Собственно Дона, русла реки, осевой опоры маршрута, Кулев давно не различал и уже не пытался его выделить, понимая, что открывшаяся перед ним, сверкавшая на солнце и слепившая его акватория есть не что иное, как весенний Дон, преображенный разливом. Из этого он исходил, ведя расчеты, счислял путь. Что-то чрезмерное, не речное выступало в мощи талых вод. Их спокойствие деиствовало гнетуще. Ростов словно бы канул в пучину, ни одного дымка впереди. Опустился на дно, как град Китеж. Бред.

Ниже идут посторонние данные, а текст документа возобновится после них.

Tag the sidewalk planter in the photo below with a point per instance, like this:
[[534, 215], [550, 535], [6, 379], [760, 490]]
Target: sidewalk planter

Если не бред, то где город?
— Семь градусов влево, — вякнул он, чтобы не молчать, продолжая рыскать. Не будь за хвостом «маленьких», встал бы в круг. Не веря в него, не признавая круг как способ восстановления
«Своего места не знаю», — сказал себе Кулев, косясь на младшего лейтенанта. Летчик, которым он повелевал, безропотный Дралкин внушал ему страх...
«Сейчас, сейчас», — отдалял Кулев признание вслух, ожидая какого-то озарения, чуда на водах. Время неслось стремительно. «Места не знаю», — подстегивал себя и медлил Кулев, поводя вокруг невидящими, ничего не узнающими глазами, ожидая и страшась Дралкина, его свирепого, как тогда, над немецким аэродромом, рыка: «Дай место!» Нет, подумал Кулев, он не рыка боится. Дралкин понял, раскусил его и заявит об этом прежде, чем штурман раскроет рот, — скажет, как приговорит, шансов на спасение не оставит. В жизни мало кто понимал Степана Кулева. Что, впрочем, ему не вредило, он от этого не страдал. «Я пошел!» — объявил однажды Степан командиру, сидевшему, как Дралкин, рядом, чуть впереди, за штурвалом, и выбросился с парашютом; три или пять минут перед тем глотничал он, внушая летчику, что линия фронта пройдена, что внизу — наши, а летчик ему не верил, летчик его не понимал, тянул, тянул подбитую, терявшую управление «пешку», только бы застраховать себя от посадки на стороне врага, от плена: в ста метрах от земли, на глазах спускавшегося на парашюте Кулева, не совладал с машиной командир...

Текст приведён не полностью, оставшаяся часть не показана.